Writing large number of records (bulk insert) to Access in .NET/C#
Asked Answered
T

8

55

What is the best way to perform bulk inserts into an MS Access database from .NET? Using ADO.NET, it is taking way over an hour to write out a large dataset.

Note that my original post, before I "refactored" it, had both the question and answer in the question part. I took Igor Turman's suggestion and re-wrote it in two parts - the question above and followed by my answer.

Tammitammie answered 15/8, 2011 at 19:55 Comment(6)
Very interesting, thanks for the post! Could you try to measure execution time using more precise Stopwatch() timer? Also I would suggest to remove Console.WriteLine, replace it by Debug.WriteLine. And one question why you measure time of TEMP table truncation? Interesting whether results would be the same.Dinh
Thanks for the suggestion of Stopwatch() and Debug. I learn something new each time I go onto this site. I measured the TEMP table truncation because in my "real-life" application I needed that as well. In every case, truncating the table (which had 100 000 rows) took less that 0.1 seconds. I had rerun this many times, and while the results varied, from say a low of 2.6 seconds for the fastest method to a high of 3 seconds, and for the slowest method from 84 to 89 seconds, the numbers I reported were typical.Tammitammie
What are you testing here? It seems to me that it's something one doesn't normally do, i.e., generate data on the fly and insert it row-by-row. Instead, you'd normally have a set of existing data that you want to insert, and you'd just use a SQL INSERT statement to do that. That DAO is faster with Jet/ACE data should be no surprise to anybody, as it was built around Jet from the beginning.Baldachin
@Marc. DAO's speed is not surprising to me. Long time ago I was dealing with processing thousands of records inside Access database from within VB6 program. The best performance I got was using DAO. Your findings are interesting and might be useful. But I think posting this as Question is not the right way to do. Stackoverflow allows sharing knowledge through Q/A. The way to do it is posting question and immediately posting the answer. This way, people will not assume you are looking for the answer and, at the same time, can suggest their options and/or vote for yoursUla
Hans: Tried the dbAppendOnly option. Ran it both ways 10 times, and for whatever reason there is variability in the results. Average time with the dbAppendOnly was 2.62 seconds, without it was 2.65 seconds. However, a T-Test showed no significant difference.Tammitammie
@MarcMeketon , Can you please have a look at this question and assisst with the code to perform the complex / bulk insert. There is funny behavior from Aceess - the same code is sometimes fast , slowa fter CompRepair , slow on different (even though smaller) data.Hunnicutt
T
83

I found that using DAO in a specific manner is roughly 30 times faster than using ADO.NET. I am sharing the code and results in this answer. As background, in the below, the test is to write out 100 000 records of a table with 20 columns.

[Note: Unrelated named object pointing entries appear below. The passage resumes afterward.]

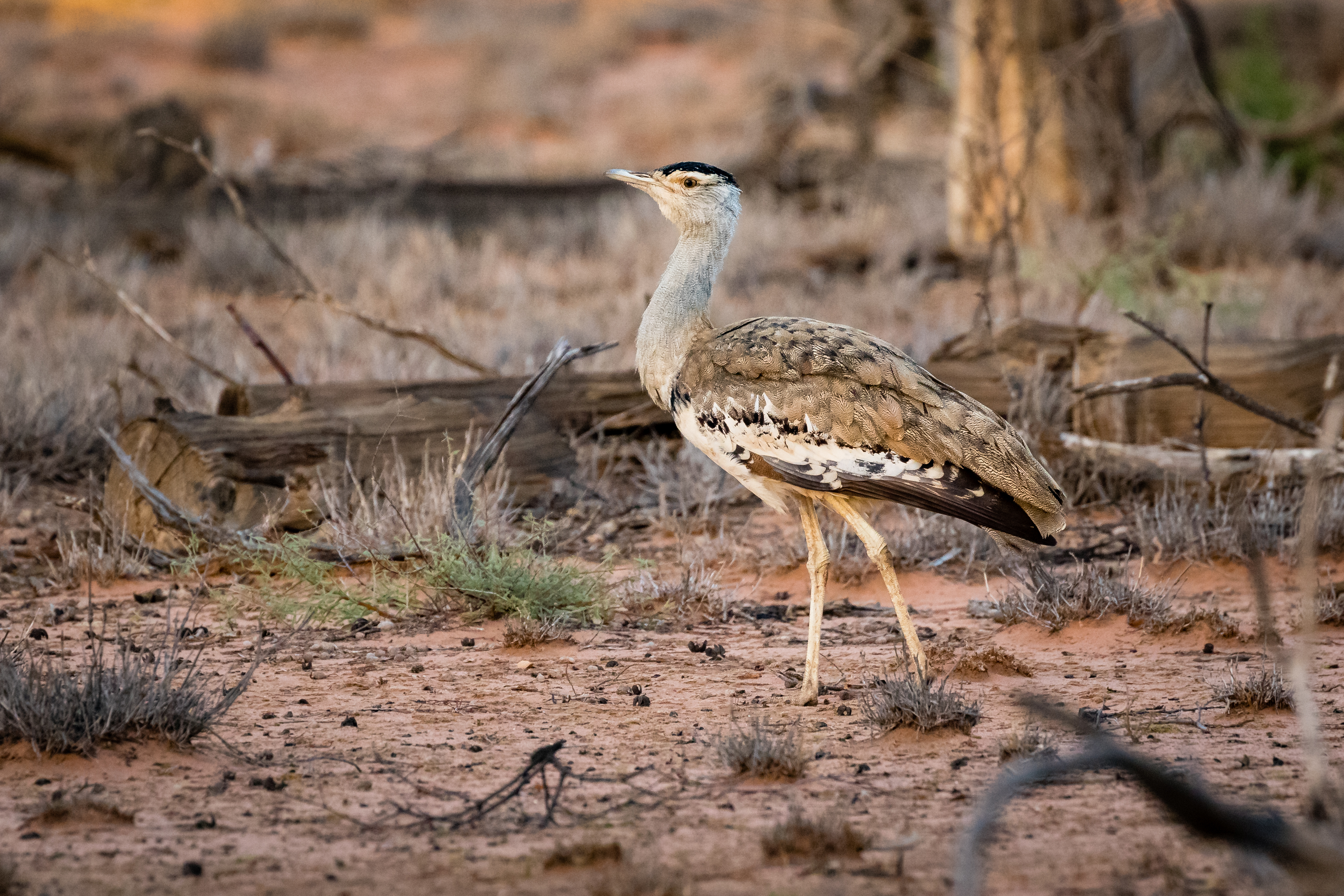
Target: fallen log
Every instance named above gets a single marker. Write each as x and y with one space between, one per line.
241 472
1156 463
1287 375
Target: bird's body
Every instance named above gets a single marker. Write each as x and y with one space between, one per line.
802 410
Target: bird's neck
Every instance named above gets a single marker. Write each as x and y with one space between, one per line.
679 311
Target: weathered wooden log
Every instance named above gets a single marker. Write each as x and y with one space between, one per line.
572 402
238 472
1156 464
1288 375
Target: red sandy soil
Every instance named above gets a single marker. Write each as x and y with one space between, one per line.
331 829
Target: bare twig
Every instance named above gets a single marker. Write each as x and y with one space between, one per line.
417 334
143 316
309 291
1311 856
1203 381
541 760
484 457
260 343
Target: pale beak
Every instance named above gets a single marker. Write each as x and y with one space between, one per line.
639 179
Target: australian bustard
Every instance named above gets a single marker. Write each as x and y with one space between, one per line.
808 412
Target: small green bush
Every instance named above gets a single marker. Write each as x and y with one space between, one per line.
498 581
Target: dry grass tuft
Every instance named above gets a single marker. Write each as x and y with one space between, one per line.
815 839
530 633
1047 598
1028 742
1219 624
1262 689
642 879
761 750
909 700
108 699
81 812
696 592
12 487
993 659
1195 523
584 855
1330 605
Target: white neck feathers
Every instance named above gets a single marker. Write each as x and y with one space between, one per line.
679 311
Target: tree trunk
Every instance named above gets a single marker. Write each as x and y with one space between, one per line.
1042 120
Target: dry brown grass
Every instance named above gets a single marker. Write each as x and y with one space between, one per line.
1027 742
812 839
642 879
1265 688
908 700
759 749
993 659
584 855
81 812
530 633
1330 605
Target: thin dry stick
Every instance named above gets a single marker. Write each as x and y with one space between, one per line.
1260 582
1203 381
484 457
134 367
143 316
1314 746
255 338
309 287
1203 410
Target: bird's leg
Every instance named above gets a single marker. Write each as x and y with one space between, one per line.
877 547
819 563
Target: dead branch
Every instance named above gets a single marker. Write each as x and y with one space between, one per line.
417 334
143 316
260 343
309 291
1309 855
168 512
1203 381
1224 464
484 457
541 760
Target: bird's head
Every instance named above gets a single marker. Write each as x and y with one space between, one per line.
690 194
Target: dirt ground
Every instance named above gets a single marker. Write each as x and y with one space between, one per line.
291 798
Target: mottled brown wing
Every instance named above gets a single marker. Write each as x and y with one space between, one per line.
853 389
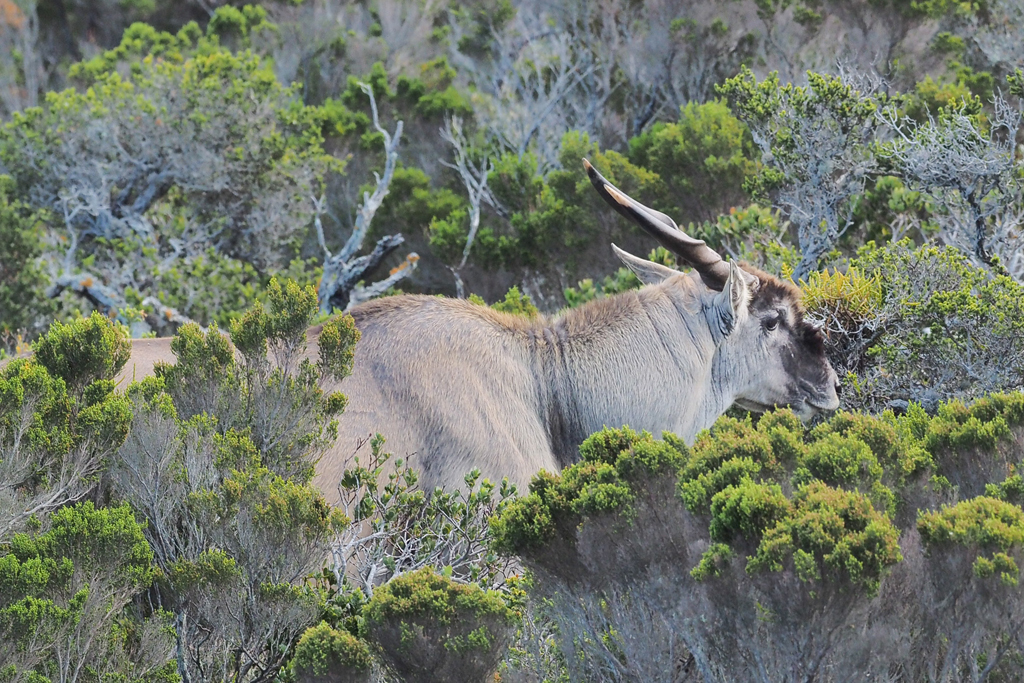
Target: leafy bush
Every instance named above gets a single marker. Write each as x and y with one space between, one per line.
704 160
755 549
431 628
218 462
328 655
923 325
59 419
64 597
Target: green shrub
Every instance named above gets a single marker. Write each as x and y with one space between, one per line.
920 324
328 655
984 525
433 629
704 160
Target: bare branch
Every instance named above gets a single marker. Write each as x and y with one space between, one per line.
342 271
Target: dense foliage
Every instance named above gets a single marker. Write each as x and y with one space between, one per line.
769 551
187 168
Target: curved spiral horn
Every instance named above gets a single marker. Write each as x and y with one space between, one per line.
714 271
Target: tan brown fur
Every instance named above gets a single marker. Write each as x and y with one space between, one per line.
456 386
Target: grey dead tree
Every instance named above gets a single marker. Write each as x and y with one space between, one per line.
396 530
532 71
816 142
340 286
474 177
970 175
139 198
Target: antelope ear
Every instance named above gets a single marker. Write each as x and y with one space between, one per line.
732 303
648 271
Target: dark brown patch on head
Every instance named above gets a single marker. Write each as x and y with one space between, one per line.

A summary of the technique and times - from best to worse:

  1. 02.8 seconds: Use DAO, use DAO.Field's to refer to the table columns
  2. 02.8 seconds: Write out to a text file, use Automation to import the text into Access
  3. 11.0 seconds: Use DAO, use the column index to refer to the table columns.
  4. 17.0 seconds: Use DAO, refer to the column by name
  5. 79.0 seconds: Use ADO.NET, generate INSERT statements for each row
  6. 86.0 seconds: Use ADO.NET, use DataTable to an DataAdapter for "batch" insert

As background, occasionally I need to perform analysis of reasonably large amounts of data, and I find that Access is the best platform. The analysis involves many queries, and often a lot of VBA code.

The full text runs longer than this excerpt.